The bank is holding a team-building event off-site this weekend. Because of the current trend of cost-cutting, however, the "off-site" will be held in Hong Kong, on an empty floor in our office building. People have therefore started calling it an "on-site". But, really, it's just a ruined weekend.
The programme consists of a morning of presentations and an afternoon of team-building. Team-building normally means some sort of game or activity that makes everyone feel uncomfortable.
Typical team-building exercises are things like leading each other around blindfolded, building some pointless contraption, or play-acting in front of a camera. I've never understood how making people do things they are nervous about, particularly involving physical contact or video cameras, is supposed to improve morale, but it's very much the norm these days.
So the day starts with a few introductory remarks by the CEO, and then the first presenter takes the stage and we all pull out our BlackBerrys. I'm the last speaker before lunch, and in the vain hope of livening everyone up, I start off with a joke and say how glad I am to be at this "off-site" because I really have nothing much else to do on the weekend. Nobody laughs.
At lunch I make the terrible mistake of sitting next to the new head of Southeast Asia M&A (mergers and acquisitions). Today is his first day officially working with us and I thought I'd be friendly and introduce myself.
"Hi, I'm Alan Alanson. You must be Barry. How's your first day at work going?" I say.
Barry turns from his plate and with a mouth full of food says: "Oh, I was hoping one of those young babes would take that chair." He then laughs unnervingly loudly at his remark as I try to avoid the spray.
I reply, trying not to sound too serious, "If this were your first day at high school, I'm still not sure that would be an appropriate thing to say." He assumes I am joking: "What's the matter? You like the boys better, do you?" and again launches into raucous laughter. Everyone around the table begins to look very uncomfortable.
I know this is a normal way of communicating for a lot of people, but I got bored with this kind of humour about 20 years ago. The standard approach is to be concerned about not offending the offensive and to change the subject. But on this occasion, I can't be bothered, and since I'm more senior than this guy, I feel I can speak my mind.
"Do me a favour and drop the dumb jokes, would you? I'm starting to feel embarrassed to be sitting here."
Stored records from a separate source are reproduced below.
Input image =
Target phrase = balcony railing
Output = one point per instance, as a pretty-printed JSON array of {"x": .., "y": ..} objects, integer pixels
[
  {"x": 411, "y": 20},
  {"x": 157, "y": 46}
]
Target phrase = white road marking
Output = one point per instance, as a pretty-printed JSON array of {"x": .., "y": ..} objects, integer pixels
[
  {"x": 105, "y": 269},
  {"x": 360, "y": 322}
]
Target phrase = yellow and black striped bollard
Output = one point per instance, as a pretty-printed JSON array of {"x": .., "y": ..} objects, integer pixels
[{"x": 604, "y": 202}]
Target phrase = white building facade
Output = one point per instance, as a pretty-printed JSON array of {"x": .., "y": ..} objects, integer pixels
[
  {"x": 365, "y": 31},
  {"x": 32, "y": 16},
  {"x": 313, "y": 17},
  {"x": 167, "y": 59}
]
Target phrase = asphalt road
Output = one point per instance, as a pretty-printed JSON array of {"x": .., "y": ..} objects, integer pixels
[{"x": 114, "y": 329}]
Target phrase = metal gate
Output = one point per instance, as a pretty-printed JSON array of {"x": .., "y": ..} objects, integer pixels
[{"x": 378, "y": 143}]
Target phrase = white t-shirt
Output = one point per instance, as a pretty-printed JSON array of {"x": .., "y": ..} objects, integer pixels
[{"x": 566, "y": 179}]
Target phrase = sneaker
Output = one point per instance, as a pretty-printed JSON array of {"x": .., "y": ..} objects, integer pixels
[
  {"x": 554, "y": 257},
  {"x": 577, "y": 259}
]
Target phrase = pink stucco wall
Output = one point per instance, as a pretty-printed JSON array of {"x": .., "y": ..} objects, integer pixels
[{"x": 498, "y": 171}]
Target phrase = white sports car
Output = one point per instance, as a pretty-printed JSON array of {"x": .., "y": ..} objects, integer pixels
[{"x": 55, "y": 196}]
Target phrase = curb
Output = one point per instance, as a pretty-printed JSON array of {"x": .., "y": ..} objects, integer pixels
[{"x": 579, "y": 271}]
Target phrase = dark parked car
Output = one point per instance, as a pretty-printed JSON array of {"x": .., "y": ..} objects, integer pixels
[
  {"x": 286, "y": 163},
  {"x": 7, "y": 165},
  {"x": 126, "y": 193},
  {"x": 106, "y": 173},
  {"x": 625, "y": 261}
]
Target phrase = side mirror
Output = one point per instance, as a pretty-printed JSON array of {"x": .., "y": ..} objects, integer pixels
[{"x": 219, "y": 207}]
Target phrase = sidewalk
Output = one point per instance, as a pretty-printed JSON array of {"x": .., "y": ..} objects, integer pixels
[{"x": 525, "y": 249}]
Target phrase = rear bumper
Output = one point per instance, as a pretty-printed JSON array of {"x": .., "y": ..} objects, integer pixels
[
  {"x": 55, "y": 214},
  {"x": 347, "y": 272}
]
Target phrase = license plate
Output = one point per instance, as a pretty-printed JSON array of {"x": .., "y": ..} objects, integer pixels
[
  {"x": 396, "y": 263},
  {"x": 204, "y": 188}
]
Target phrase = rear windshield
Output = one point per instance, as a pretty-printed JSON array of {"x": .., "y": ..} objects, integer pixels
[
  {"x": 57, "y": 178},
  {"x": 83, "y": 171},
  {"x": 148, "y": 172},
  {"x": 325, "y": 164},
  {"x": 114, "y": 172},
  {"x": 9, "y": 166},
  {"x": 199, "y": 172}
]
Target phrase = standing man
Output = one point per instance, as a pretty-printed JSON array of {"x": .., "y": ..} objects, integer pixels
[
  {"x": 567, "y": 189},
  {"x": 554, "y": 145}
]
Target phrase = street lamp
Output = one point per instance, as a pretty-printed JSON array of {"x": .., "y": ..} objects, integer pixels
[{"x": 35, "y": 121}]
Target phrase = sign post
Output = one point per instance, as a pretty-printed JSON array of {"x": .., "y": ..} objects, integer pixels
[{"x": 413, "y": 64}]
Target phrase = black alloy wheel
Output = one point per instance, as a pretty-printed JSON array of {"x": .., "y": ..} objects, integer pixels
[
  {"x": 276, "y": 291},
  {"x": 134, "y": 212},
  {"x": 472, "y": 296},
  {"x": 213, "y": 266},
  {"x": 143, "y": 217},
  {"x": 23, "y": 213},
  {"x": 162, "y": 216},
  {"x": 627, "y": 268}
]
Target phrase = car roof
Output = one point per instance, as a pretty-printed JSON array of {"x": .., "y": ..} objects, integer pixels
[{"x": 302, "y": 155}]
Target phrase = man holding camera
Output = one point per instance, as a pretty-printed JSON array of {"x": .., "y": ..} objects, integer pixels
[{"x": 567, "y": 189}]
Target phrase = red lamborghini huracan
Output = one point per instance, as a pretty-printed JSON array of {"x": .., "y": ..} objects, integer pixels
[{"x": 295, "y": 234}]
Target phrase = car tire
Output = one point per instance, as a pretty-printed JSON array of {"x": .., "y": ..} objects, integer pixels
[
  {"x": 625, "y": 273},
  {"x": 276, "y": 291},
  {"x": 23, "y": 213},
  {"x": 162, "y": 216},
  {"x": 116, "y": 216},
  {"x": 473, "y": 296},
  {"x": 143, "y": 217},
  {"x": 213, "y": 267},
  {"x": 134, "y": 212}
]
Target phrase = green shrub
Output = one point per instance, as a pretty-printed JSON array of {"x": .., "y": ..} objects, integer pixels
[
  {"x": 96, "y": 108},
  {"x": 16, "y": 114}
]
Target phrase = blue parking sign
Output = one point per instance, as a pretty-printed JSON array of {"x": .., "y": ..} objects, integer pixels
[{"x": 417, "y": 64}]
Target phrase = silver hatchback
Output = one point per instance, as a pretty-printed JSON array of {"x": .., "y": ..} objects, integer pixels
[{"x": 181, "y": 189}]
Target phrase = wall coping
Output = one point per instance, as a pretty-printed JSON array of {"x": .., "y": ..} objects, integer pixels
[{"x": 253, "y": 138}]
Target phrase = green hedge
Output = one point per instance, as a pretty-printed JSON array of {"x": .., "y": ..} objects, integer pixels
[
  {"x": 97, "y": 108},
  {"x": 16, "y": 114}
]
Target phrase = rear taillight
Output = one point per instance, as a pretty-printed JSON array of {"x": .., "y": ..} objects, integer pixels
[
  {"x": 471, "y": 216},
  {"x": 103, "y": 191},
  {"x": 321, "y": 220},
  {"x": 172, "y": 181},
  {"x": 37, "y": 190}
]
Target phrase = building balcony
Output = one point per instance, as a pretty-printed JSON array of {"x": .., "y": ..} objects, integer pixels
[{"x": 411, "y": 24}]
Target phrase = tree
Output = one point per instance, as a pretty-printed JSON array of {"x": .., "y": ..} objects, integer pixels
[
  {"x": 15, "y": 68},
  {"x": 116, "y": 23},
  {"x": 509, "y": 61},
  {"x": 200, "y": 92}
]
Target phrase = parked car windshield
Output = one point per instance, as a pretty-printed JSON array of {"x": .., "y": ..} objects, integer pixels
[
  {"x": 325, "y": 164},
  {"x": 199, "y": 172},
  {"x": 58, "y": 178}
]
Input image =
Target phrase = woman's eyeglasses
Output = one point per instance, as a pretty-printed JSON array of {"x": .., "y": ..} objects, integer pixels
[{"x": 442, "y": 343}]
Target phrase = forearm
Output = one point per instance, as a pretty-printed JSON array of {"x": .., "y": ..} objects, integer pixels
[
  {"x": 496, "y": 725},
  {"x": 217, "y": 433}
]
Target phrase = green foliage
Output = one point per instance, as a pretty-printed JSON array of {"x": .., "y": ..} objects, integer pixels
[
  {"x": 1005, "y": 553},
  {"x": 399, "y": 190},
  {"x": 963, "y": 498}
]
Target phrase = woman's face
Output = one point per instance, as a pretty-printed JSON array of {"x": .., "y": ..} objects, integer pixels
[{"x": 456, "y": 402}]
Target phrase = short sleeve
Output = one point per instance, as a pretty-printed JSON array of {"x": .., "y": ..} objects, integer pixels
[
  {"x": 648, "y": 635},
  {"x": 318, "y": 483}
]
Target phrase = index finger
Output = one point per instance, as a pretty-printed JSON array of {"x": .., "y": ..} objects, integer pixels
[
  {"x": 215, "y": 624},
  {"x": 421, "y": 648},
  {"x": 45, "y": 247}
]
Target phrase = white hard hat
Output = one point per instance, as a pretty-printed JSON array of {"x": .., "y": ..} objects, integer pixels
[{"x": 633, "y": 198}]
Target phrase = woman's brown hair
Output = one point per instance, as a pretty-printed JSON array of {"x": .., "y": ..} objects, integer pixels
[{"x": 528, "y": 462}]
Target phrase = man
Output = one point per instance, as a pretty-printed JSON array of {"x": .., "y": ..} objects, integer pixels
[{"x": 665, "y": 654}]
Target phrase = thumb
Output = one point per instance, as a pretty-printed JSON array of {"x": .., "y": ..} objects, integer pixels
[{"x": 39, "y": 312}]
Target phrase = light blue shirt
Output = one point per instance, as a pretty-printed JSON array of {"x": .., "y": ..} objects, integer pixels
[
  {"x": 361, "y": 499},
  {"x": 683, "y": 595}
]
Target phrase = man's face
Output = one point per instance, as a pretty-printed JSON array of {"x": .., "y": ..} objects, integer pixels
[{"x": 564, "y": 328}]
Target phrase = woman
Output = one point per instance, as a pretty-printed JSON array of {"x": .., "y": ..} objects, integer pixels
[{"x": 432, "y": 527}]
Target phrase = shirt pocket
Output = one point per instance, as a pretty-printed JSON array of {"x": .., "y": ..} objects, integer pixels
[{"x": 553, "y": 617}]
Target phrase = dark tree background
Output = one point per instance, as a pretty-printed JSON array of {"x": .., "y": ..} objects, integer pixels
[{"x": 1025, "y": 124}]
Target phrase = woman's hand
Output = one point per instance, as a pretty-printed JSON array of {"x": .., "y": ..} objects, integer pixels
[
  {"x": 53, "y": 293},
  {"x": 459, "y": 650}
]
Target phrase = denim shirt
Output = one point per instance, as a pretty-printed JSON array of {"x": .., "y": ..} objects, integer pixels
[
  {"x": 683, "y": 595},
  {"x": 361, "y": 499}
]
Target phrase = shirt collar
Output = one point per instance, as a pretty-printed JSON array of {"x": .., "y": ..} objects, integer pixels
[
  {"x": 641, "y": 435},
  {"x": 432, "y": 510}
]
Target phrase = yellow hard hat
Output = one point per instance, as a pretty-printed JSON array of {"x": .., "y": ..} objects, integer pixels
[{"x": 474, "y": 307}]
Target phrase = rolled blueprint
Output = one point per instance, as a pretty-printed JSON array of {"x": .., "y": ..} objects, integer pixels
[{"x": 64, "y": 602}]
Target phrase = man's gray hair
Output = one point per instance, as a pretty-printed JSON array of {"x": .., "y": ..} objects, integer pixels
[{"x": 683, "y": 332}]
This has no effect at all. "Gee, where's your sense of humour?" Barry says before getting up to refill his plate at the buffet. To my relief, he doesn't come back, but I can hear his uncomfortably loud laughter from the other side of the room, where he is talking the ear off some poor female analyst.
Once lunch is over, it's time for the team-building exercise. The responsibility for designing this part of the programme has been given to Melanie, one of the office managers. Melanie seems to like organising things. She is the one who manages the fire drills, sets up the monthly drinks and heads the social committee.
The exercise Melanie has come up with is called "Frog Catapult", which involves building something.
We are split into teams of five or six and given some PVC pipes, rubber tubes, string and a bunch of toy frogs filled with sand. The aim of the game is to build the most powerful and accurate catapult and then fling the toy frogs at large targets shaped like water lilies.
I don't know where Melanie got the idea, but I'm pretty sure this game was not originally intended to be played indoors.
When the first group to complete a prototype flings a test frog, it goes directly into one of the fluorescent lights above and showers the whole team with shards of glass.
The second team to test a catapult fires the frog right into the refreshments table, creating a spectacular explosion of potato chips and peanuts.
The third frog narrowly misses the CEO, who absent-mindedly wanders across the lily pads while looking at his BlackBerry.
But we soldier on. Melanie announces that time is up and the teams all line up for the frog-flinging competition. The game certainly proves that bankers can't do anything practical, as none of the teams can land a frog anywhere near the targets. All is not lost, though. When Barry's team has its turn, instead of the frog flying forwards, because of an engineering miscalculation, the entire catapult flies backwards - and lands on Barry.
He is uninjured, but his glasses are knocked off his head and broken. Not having a spare pair, he has to head home. The good news, however, is that he won't be back in time for dinner. This news immediately results in a great boost to morale and proves, even to me, that team-building exercises aren't always a waste of time.